Empowering Early Access to Investigational Medical Products

Our Story

For More Than 30 Years, Our Team Members Have Supported Patient’s Access To Investigational Medical Products For Treatment Outside Of Clinical Trials

Our story started close to home, first highlighted by George, a family friend and patient advocate. George was a lay individual with no knowledge of clinical trials or regulations for obtaining experimental treatments. George was a family friend living in Canada, whose wife was diagnosed with advanced stage 4 breast cancer. After exhausting all available therapies in Canada, George’s wife’s oncologist told him about an experimental treatment made by a pharmaceutical company in Japan. After discussing all treatment options, the oncologist made a request to the pharmaceutical company on behalf of George’s wife. The request was approved by the pharmaceutical company, and by Health Canada. It was up to George to work through the red tape and arrange for the importation of the medicine into Canada. George told me the story of how he arranged for the importation using a red-pouch special courier. This was my first experience with a patient advocate, actively learning about Special Access Programs (the current Canadian term for compassionate use pathway of approval).
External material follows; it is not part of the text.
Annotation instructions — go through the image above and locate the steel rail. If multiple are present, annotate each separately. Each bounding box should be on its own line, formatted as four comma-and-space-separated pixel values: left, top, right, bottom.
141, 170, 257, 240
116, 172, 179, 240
Several years later, now a Fellow at the National Institutes of Health in Bethesda, Maryland. We had a group of patients experiencing a life-threatening rhythm disorder requiring an investigational drug currently in Phase 1 studies by a pharmaceutical company based in the United Kingdom. At that time the U.S. Food and Drug Administration was just laying down the regulations for what would become an intermediate Expanded Access Protocol. I submitted a protocol to the pharmaceutical company in the U.K., and the pharmaceutical company agreed to provide the medication if I could secure the required authorization and other documents from the FDA. This was my first foray into expanded access. It was in the late 1980s when there was a growing need for the FDA to develop a formalized pathway for the review and approval of such requests. There were no guidelines, but I didn’t let it deter me. George, and his unabashed advocacy for his loved one, served as my inspiration. The request was approved by the FDA and the intermediate expanded access protocol was able to provide investigational treatment to eighteen patients with a refractory rhythm disorder.

The FDA has supported patients’ access to investigational medical products for treatment, outside of participation in a clinical trial, when appropriate, for over 30 years. I have been on this journey for the same period of time, and this is how Early Access Care came about. We needed experts, familiar with both the pharmaceutical development world and global regulations, to be able to enable patients with serious or chronic conditions without treatment options, the opportunity to receive treatment. Fostering these opportunities are what each and every one of us at Early Access Care is about.

Helping to facilitate access to promising medicines for patients with serious or immediately life-threatening diseases or conditions when no comparable or satisfactory alternative therapy options are available is the commitment of each Early Access Care colleague.